Yes. Yes, they did all those things.
The Beatles set a bar for rockstar-level debauchery which was so high that later musicians such as Keith Moon and John Bonham had to act in ways that were actually criminal in order to top it.
You can read about their groupie-related misbehaviour in books such as Michael Braun’s Love Me, Do! and Larry Kane’s Ticket to Ride. Let’s just say that I’m awaiting the second volume of Mark Lewisohn’s giant Beatles biography with interest: I am 99% certain that Brian Epstein settled at least a few paternity cases out of court. As McCartney once joked ‘Should have been called “Can Buy Me Love”, actually.’

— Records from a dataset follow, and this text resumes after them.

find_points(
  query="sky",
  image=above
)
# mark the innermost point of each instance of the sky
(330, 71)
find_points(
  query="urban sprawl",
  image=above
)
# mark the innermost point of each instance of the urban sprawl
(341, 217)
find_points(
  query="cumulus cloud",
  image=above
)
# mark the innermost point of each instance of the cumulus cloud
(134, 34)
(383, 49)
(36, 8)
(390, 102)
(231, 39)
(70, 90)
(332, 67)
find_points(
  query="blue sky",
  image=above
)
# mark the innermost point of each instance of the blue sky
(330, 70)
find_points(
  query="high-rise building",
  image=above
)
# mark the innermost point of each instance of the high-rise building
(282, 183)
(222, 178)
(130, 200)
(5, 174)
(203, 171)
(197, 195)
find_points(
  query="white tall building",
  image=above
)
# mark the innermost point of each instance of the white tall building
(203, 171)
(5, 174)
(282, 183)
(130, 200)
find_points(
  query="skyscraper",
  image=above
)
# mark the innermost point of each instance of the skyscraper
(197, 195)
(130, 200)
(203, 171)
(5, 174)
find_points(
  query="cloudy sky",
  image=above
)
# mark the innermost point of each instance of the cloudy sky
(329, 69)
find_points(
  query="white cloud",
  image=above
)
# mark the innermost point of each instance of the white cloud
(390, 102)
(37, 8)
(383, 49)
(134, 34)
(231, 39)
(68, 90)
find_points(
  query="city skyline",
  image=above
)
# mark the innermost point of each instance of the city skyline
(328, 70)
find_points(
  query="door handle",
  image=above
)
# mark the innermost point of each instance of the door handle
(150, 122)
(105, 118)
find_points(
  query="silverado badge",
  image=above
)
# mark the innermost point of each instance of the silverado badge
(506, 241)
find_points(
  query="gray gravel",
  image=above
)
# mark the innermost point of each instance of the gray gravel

Can we be certain that every last girl that they slept with was 100% legal? I don’t believe that we can, although I suspect we may never know. As Stephen White notes in his answer, the Beatles were such a draw that just being in their entourage made a person a potential groupie magnet. Anyone who’d thought of blowing the whistle was likely to have been complicit in all the goings on.
Hard drugs? They all drank like fish in their early years, room temperature Scotch and Coke being their preferred drink (alcohol and caffeine, y’see), and they gobbled amphetamines by the handful to get them through their exceptionally punishing gigging schedule. Other bands took drugs to make life offstage more interesting: the Beatles took amphetamines in the very early 60s in order to make it through each day. Later on, when they’d acquired stamina, the amphetamines were dropped but the Scotch and Coke remained.
Later they discovered cannabis in a big way. Lennon’s indulgence in cannabis is one of the reasons why between 1964 and 1965, he entered what he called his ‘Fat Elvis’ period:
1963 John: handsome devil.
1965 John: snack much?
Then there was LSD. Lennon, as always, plunged into it, and it has to be said that with all that tripping, he may have occasionally forgotten to eat:
1967 John: he’s seen things we people wouldn’t believe.
Of the four of them, Lennon and McCartney are the only ones that I know tried heroin. McCartney found it did nothing for him but Lennon got seriously hooked, along with Yoko Ono. He wrote one of his more memorable songs while on it (‘Because’), and one of his most heartfelt about the effort of coming off it (‘Cold Turkey’).
Yes, the Beatles indulged in pretty much every debauch available to heterosexual young rock stars back in the day.